Studies have revealed that metformin’s antidiabetic role, by suppressing hepatic glucose production (45). Metformin is widely prescribed for type 2 diabetes as it effectively controls blood sugar levels and provides cardioprotective protection (45). Moreover studies suggest that metformin can help manage metabolism and potentially treat conditions like RA by regulating metabolism (46). Enhancing the effects of metformin using NPs for drug delivery shows promise by optimizing controlled release improving drug targeting and reducing effects (47).

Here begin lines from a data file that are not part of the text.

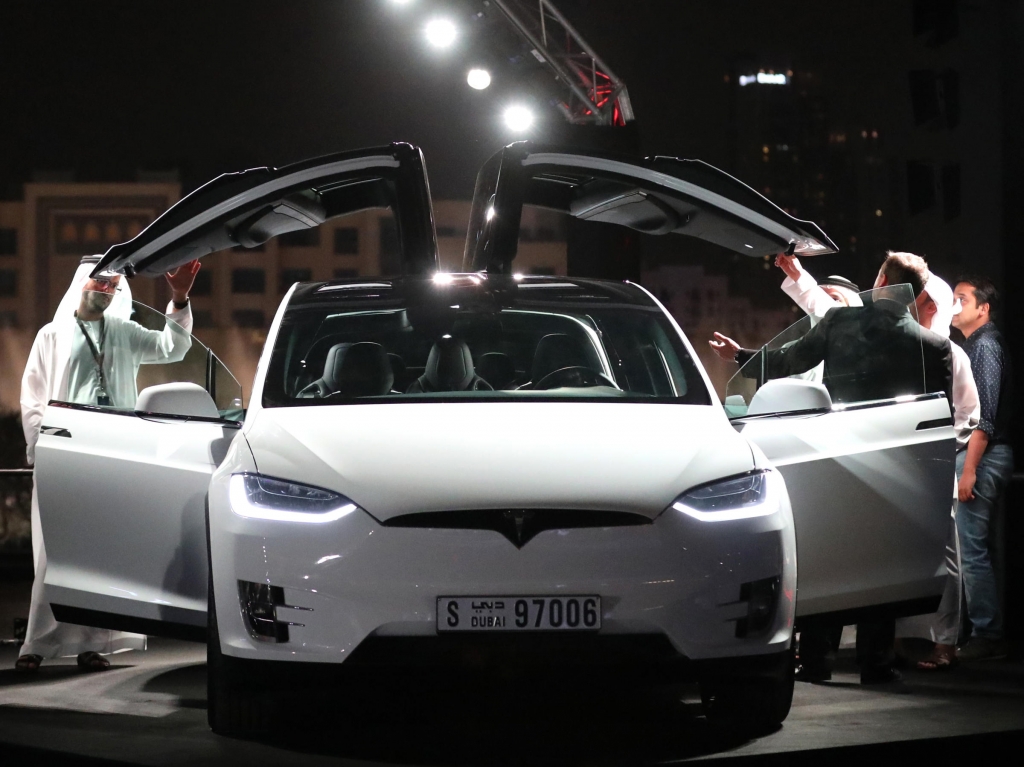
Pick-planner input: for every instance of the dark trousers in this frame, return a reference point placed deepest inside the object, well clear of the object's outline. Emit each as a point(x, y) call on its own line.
point(819, 643)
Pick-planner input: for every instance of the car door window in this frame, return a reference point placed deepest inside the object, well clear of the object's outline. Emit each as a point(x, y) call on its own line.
point(866, 353)
point(138, 349)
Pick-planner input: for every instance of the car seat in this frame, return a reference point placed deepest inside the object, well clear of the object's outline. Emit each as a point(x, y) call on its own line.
point(353, 370)
point(554, 351)
point(450, 368)
point(497, 369)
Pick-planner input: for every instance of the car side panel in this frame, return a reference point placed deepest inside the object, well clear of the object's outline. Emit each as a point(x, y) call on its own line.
point(123, 509)
point(871, 495)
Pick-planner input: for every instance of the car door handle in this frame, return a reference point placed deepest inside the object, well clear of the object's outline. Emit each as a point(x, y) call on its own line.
point(55, 431)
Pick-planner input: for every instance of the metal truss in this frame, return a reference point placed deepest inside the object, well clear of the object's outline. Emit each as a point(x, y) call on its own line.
point(594, 95)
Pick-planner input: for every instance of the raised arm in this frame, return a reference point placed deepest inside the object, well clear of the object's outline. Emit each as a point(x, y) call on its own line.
point(803, 289)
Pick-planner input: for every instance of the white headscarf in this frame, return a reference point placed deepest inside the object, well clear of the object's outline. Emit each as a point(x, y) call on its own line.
point(120, 306)
point(940, 292)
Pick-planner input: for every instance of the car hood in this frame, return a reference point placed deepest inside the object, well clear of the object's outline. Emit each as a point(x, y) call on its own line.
point(406, 458)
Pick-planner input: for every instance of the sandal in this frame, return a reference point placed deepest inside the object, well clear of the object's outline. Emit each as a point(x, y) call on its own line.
point(29, 663)
point(92, 662)
point(943, 657)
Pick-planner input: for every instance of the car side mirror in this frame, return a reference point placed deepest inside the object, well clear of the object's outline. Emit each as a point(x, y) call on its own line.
point(177, 399)
point(788, 395)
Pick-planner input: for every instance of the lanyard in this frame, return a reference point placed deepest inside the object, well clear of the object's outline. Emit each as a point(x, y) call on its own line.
point(97, 354)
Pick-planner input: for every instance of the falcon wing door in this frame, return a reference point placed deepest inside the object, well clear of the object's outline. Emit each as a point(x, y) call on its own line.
point(248, 208)
point(870, 479)
point(122, 494)
point(654, 196)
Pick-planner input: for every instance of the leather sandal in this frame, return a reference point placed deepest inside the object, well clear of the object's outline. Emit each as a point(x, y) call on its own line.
point(92, 662)
point(28, 663)
point(943, 657)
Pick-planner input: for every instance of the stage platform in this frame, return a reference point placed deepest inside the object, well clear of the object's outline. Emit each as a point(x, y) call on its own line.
point(150, 709)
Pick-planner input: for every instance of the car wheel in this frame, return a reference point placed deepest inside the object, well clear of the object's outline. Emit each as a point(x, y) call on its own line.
point(760, 702)
point(235, 705)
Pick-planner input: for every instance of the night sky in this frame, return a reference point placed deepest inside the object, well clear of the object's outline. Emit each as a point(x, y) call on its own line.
point(105, 88)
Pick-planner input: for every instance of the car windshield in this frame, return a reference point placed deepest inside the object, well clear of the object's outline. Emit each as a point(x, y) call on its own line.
point(469, 337)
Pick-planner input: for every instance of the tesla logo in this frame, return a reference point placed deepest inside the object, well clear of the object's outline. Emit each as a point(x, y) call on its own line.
point(517, 518)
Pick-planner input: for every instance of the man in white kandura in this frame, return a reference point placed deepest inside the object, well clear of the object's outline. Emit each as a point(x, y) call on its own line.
point(90, 354)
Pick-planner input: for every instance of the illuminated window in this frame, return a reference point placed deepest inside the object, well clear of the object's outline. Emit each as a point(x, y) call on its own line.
point(301, 239)
point(8, 242)
point(8, 283)
point(346, 241)
point(290, 277)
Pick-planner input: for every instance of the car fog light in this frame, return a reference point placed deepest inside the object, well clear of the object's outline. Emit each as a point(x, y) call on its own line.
point(260, 603)
point(751, 495)
point(761, 597)
point(258, 497)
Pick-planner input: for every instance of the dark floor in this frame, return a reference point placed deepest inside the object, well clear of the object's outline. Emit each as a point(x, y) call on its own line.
point(151, 709)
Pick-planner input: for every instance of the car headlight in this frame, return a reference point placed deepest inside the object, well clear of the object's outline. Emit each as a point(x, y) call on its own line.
point(265, 498)
point(752, 495)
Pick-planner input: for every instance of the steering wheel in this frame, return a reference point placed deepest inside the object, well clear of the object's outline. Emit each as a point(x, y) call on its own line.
point(576, 376)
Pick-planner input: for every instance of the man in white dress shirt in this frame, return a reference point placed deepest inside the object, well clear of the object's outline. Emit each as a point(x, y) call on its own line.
point(90, 354)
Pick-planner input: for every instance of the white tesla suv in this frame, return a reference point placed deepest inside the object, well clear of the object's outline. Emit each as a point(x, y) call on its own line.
point(440, 462)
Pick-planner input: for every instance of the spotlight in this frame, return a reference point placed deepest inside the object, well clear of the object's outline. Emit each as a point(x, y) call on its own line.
point(478, 79)
point(440, 33)
point(518, 118)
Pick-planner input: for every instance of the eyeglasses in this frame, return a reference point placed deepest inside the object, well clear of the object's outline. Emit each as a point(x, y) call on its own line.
point(103, 285)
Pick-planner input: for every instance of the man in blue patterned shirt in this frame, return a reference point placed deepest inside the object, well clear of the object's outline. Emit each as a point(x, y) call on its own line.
point(985, 467)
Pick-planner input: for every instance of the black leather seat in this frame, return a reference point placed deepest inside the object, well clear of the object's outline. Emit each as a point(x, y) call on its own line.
point(497, 369)
point(554, 351)
point(450, 368)
point(353, 370)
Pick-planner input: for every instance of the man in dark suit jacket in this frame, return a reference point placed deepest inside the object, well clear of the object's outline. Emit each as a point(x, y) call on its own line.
point(877, 351)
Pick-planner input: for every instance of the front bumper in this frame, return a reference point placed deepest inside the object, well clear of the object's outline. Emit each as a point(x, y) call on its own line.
point(678, 579)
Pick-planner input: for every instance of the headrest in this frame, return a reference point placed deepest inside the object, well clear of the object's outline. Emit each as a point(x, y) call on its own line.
point(555, 351)
point(450, 366)
point(358, 370)
point(497, 369)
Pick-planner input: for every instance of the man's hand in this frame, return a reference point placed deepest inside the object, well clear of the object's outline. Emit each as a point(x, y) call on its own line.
point(965, 487)
point(181, 281)
point(791, 265)
point(725, 347)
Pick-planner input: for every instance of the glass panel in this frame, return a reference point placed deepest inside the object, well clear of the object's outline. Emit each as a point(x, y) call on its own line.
point(859, 353)
point(137, 348)
point(546, 339)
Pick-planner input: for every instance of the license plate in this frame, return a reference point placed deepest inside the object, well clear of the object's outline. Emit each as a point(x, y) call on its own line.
point(518, 613)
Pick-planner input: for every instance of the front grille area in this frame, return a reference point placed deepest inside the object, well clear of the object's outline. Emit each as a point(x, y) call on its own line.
point(518, 525)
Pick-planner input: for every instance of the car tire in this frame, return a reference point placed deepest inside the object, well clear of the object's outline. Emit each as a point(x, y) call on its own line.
point(758, 704)
point(233, 707)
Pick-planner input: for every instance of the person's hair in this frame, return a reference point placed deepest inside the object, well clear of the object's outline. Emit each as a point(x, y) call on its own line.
point(984, 290)
point(905, 267)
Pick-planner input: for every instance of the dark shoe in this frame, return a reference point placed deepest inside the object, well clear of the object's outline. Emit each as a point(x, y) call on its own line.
point(92, 662)
point(812, 674)
point(943, 657)
point(980, 648)
point(29, 663)
point(880, 675)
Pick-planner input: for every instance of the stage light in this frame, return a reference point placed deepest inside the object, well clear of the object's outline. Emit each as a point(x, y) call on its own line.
point(440, 33)
point(478, 79)
point(518, 118)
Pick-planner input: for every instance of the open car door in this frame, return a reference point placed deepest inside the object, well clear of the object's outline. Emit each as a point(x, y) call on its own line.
point(869, 475)
point(246, 209)
point(654, 196)
point(122, 494)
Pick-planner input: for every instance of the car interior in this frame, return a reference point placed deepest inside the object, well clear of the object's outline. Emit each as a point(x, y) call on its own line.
point(345, 355)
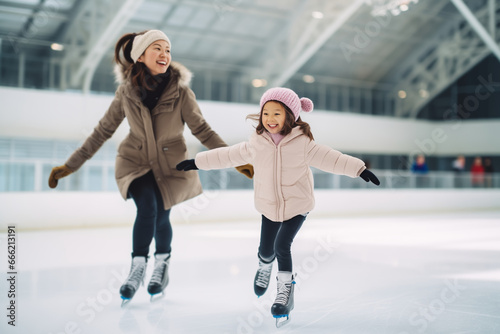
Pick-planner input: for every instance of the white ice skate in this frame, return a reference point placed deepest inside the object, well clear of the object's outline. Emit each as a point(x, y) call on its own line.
point(283, 304)
point(159, 279)
point(261, 281)
point(134, 279)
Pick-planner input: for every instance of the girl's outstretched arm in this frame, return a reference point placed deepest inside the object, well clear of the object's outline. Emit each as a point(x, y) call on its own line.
point(219, 158)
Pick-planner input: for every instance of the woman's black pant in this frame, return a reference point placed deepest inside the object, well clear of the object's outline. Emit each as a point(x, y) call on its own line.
point(152, 219)
point(276, 240)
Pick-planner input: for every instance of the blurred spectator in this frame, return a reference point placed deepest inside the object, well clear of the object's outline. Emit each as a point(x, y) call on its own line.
point(458, 167)
point(420, 168)
point(477, 172)
point(488, 173)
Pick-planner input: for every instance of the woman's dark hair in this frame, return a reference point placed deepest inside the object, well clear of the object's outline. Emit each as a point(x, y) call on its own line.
point(290, 122)
point(140, 75)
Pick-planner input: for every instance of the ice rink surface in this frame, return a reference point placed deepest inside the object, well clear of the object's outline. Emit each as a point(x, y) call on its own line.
point(421, 273)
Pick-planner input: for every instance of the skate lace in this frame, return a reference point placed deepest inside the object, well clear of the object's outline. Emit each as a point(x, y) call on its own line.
point(158, 272)
point(283, 293)
point(264, 273)
point(136, 275)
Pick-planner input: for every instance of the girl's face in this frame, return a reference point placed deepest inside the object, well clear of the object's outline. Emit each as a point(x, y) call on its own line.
point(273, 116)
point(157, 57)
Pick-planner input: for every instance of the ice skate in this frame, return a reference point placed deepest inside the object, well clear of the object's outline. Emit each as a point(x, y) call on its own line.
point(134, 279)
point(159, 279)
point(261, 281)
point(283, 304)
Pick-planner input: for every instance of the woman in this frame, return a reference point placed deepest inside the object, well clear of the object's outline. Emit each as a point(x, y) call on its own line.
point(155, 98)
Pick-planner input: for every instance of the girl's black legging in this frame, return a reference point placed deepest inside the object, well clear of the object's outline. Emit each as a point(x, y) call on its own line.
point(152, 219)
point(276, 240)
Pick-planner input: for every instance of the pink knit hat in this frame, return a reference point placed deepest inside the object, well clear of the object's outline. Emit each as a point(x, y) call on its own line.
point(289, 98)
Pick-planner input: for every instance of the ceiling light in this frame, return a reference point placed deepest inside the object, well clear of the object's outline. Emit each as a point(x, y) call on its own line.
point(57, 47)
point(385, 7)
point(423, 93)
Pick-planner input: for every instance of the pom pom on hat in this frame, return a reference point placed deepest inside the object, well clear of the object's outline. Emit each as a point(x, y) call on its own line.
point(306, 104)
point(289, 98)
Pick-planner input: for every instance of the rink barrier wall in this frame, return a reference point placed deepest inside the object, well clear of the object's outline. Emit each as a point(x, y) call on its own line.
point(66, 210)
point(77, 114)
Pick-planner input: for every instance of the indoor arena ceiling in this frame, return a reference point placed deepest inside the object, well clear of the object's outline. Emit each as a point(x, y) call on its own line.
point(269, 42)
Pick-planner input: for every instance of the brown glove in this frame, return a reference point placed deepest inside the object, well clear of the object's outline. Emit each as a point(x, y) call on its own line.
point(246, 170)
point(58, 173)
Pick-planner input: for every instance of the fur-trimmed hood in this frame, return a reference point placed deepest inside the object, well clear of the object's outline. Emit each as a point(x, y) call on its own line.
point(178, 73)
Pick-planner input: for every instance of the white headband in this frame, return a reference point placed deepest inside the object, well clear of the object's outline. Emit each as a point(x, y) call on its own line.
point(141, 42)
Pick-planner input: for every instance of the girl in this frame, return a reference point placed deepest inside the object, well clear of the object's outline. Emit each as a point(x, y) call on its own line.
point(281, 151)
point(155, 98)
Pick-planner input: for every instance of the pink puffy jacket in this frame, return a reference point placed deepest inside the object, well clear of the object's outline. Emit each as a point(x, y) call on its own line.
point(283, 181)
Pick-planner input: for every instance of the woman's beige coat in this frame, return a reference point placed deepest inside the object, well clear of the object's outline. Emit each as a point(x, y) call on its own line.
point(155, 141)
point(283, 181)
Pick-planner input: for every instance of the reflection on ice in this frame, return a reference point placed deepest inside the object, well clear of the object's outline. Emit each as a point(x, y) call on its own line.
point(393, 274)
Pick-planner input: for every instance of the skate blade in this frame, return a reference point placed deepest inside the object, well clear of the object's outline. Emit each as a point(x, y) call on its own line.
point(156, 297)
point(125, 301)
point(281, 320)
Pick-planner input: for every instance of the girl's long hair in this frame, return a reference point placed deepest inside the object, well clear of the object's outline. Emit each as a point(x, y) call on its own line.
point(140, 75)
point(290, 123)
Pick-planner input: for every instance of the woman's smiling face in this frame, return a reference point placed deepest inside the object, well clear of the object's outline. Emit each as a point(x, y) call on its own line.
point(157, 57)
point(273, 116)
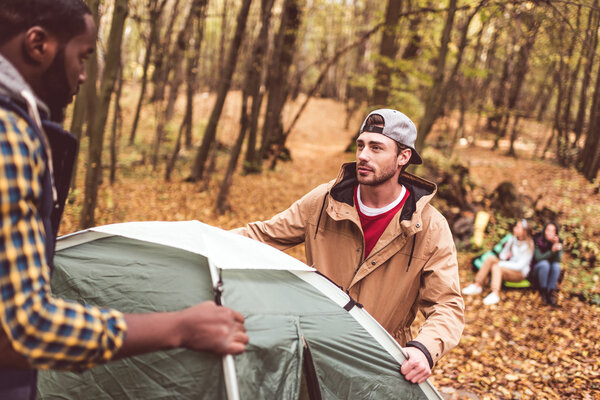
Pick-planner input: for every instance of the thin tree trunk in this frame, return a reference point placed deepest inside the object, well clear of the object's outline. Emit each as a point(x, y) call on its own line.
point(222, 39)
point(162, 61)
point(590, 156)
point(314, 89)
point(221, 203)
point(109, 77)
point(224, 85)
point(278, 75)
point(155, 12)
point(433, 104)
point(173, 63)
point(513, 136)
point(115, 135)
point(388, 49)
point(85, 103)
point(255, 77)
point(589, 51)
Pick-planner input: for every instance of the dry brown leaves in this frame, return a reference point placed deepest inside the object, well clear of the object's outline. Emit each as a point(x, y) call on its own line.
point(517, 349)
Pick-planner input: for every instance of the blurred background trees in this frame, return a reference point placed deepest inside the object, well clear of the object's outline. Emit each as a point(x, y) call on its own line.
point(495, 68)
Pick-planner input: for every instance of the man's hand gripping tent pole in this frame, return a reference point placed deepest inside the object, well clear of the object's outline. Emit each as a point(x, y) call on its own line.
point(231, 384)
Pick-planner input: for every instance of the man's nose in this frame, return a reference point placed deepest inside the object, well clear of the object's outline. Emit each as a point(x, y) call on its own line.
point(363, 154)
point(82, 76)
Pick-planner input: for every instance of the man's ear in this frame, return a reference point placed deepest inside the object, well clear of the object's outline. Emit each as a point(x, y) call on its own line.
point(404, 157)
point(40, 46)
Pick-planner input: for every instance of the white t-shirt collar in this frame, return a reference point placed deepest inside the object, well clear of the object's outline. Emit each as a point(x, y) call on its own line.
point(372, 212)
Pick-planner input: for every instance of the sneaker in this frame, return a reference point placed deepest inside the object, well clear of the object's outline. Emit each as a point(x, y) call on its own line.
point(491, 298)
point(472, 289)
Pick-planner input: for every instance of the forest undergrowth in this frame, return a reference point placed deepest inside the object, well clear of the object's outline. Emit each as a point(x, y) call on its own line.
point(517, 349)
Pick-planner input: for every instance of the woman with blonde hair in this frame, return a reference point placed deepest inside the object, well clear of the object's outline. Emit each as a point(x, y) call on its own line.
point(512, 264)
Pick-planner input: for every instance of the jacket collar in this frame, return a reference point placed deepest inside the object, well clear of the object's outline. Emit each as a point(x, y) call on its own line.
point(12, 85)
point(421, 191)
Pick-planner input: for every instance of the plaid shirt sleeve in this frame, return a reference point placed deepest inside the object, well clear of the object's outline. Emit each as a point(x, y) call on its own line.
point(49, 332)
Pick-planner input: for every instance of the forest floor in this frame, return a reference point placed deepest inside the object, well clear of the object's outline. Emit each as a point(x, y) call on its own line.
point(517, 349)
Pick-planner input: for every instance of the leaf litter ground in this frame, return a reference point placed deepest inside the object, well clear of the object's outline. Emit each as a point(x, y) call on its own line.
point(518, 349)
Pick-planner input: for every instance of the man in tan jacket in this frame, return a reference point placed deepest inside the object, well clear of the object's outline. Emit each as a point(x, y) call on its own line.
point(373, 232)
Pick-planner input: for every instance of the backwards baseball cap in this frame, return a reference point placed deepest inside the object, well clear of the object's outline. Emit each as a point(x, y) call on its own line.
point(396, 126)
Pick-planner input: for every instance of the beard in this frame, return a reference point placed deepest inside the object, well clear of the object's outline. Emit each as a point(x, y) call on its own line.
point(377, 177)
point(56, 91)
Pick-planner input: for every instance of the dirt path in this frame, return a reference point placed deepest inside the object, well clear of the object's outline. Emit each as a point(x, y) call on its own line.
point(517, 349)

These carriers enhance drug penetration into tissues, specificity and drug availability making them ideal for targeted delivery (48). Nanocarriers also allow drug release, boosting treatment effectiveness (49). iosomes, a type of ionic surfactant vesicles, have garnered attention in the pharmaceutical industry due to their ability to encapsulate both hydrophilic and hydrophobic agents (50). These synthetic vesicles, formed by self-assembly of nonionic surfactants, cholesterol, and some other lipids, offer benefits like breakdown in the body and compatibility with living tissue (51). Researchers have utilized these nanoparticles in various applications, including transdermal drug delivery (52), gene delivery (53), and targeted drug delivery to immune-privileged tissues (54). Scientists have investigated methods to enhance nano carriers, for drug delivery purposes. For example, the development of folic acid-modified nano-drug carriers has shown promise in the targeted delivery of specific drugs (55). Various characteristics affects the properties of the NPs. The size of nanoparticles plays a crucial role in their uptake and retention by cells and tissues (56). For intravenously administered nanoparticles, diameter is a key factor affecting pharmacokinetics and bio-distribution pores in blood vessels (57). The size of nanoparticles influences their ability to overcome transport barriers in biological tissues, affecting their tissue penetration efficacy (58). Additionally, nanoparticle size impacts their biological activity, with factors like concentration and size playing primary roles (59). The DLS analysis showed that the blank niosome NPs had an average diameter of 151 ± 6.2 nm (Table 3). However, encapsulation of metformin inside these NPs causes an increase in their average diameter to 168 ± 10.2 nm. The highest diameter among those fabricated belongs to Hyalo-Nio-met NPs (Fig. 2) with 179 ± 8.5 nm, due to coating with hyaluronic acid and encapsulation of metformin inside these NPs.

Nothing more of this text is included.